Among the wealth of motor racing history it is possible to find interesting side-tracks from the mainstream of events. For example, the 1922 Targa Florio. This was a very tough event for cars at that time, over the Sicilian course, and it resulted in a number of anomalies. First, it was reported in the early British press columns that Count Masetti had won, well ahead of the two sports-type 2-litre Ballots of Goux and Foresti, in one of the six cylinder 28/95hp Mercedes, when in fact he had driven a revised, 4WB version, of the all-conquering 1914 4 1/2-litre non-s/c four cylinder Mercedes.
The sixes had been driven by Sailer and Werner, into sixth and eighth places having been driven to Genoa. Then a French journalist, told that Nazzaro had crashed, wired his paper that the great Felice had been killed, causing wide-spread consternation. In fact, Felice’s nephew Biaggi, in his first race with a Fiat, had overturned and, unhurt, had walked away to seek refreshment, thus causing the confusion. A mourner was said to have wired 1000 francs for flowers, which was used for a party which Felice much enjoyed – he had not even been a competitor.
But destiny was cruel. A fault in the Fiat back axle caused the death of Biaggio in the Grand Prix later that year, his car losing a wheel at high speed. The same defect resulted in Bordino’s Fiat also losing a wheel, but on a slow corner, and the winner Felice Nazzaro had a close call, a wheel being found on inspection after the race to be on the point of detaching itself from his car.
The side-track here, however, is the entry of the two smaller Mercedes, rated in Germany as 6-25hp models. They were entrusted to Paul Scheel, who was 20th and Ferdinand Minoia, who retired. The small Mercedes might have been regarded as the forerunner of the smallest production model, except that the 16-valve engines had twin oh-camshafts and were of 65x113mm against 68x108mm and eight valves, but both had the Mercedes supercharger system, a very significant innovation, soon to be well known.

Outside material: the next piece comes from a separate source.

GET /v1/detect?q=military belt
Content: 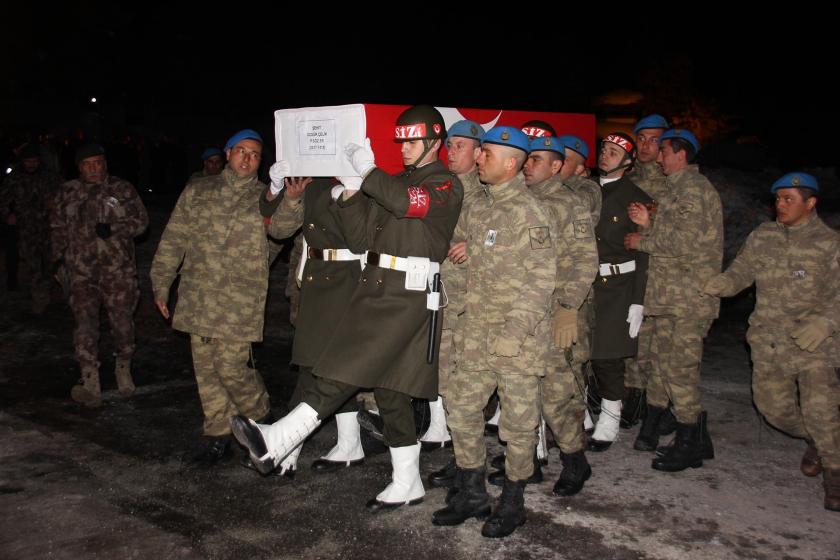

The supercharger was kept secret by the race engineer and it was some time before the road-test 12/40hp Mercedes was available, so MOTOR SPORT was fortunate to be able to thrash one around Brooklands for an hour in 1925, but was disappointed not to get over 80mph from this supercharged 1568cc single-oh-camshaft touring two-seater, which cost a high £775. Its rear wheel brakes were not good at over 70mph and the best cruising pace was quoted as 50mph, acceleration poor until the blower got going.